I intend to keep developing this app, especially if it gains some traction. There's a lot of room for improvement (especially UI and error handling) and I'd like to support even more cloud services from other parts of the world.
Compared to its very first version, a lot of progress has already been made! At first, it was for OneDrive only, now it supports all the major platforms and even more can be taken into consideration.
Didn't this app used to be free?
Recently, I've been experimenting with different pricing models. Since rolling out the initial version, I've found that Android, iOS, and (more recently) Windows have their own quirks in terms of user acquisition and conversions.
My initial aim was to offer this app entirely for free and keep the development going with ad revenue. However, this turned out to be a bit unrealistic: the earnings from ads were just too low to entertain the idea of sustaining the app in the long run.
The revenues weren't just low, but also highly unpredictable: the so-called "eCPM" can fluctuate so much that one month I'm barely scraping by, and the next month I'm down to a third of that. It's a well-known issue and not entirely unexpected, but after two years, I was hoping for something more substantial. Plus, I had a rough ride with the ad network in the past and, long story short, I've realized they can cut ties with you anytime they want, without any clear reason. It's not wise to depend solely on such an unstable source of income.
I guess ads might work better for games or apps with a massive daily user base, not so much for this one.
I've come to the conclusion that DeDuplicate is more of a niche app that people discover when they actually need it, rather than a go-to for the casual user.
Sometimes the need for the app arises on the spur of the moment (that's what the trial versions are for), in other cases it's something they want to use regularly (enter the subscription model), and at times they prefer to make a one-time payment and have it forever (the one-shot paid model).
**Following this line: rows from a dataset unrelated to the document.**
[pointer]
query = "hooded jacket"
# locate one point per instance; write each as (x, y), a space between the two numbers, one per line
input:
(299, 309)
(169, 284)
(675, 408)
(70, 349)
I'm currently assessing these different pricing models, tweaking them based on the time period and user's location.
One thing I'm firm about is this: no matter the changes I make, I won't leave previous purchasers behind. For instance, if you bought the paid version of the app (or the "No Ads" in-app purchase), and next year the app switches to a subscription model, you'll still have unrestricted access to the app.
I've already implemented several measures to accommodate the needs of previous customers, but navigating through all the different combinations isn't easy. If something's wrong — for instance, the app still prompts you for a subscription even though you've paid for it, or it continues to show ads when it shouldn't — please reach out to me and I'll set things straight.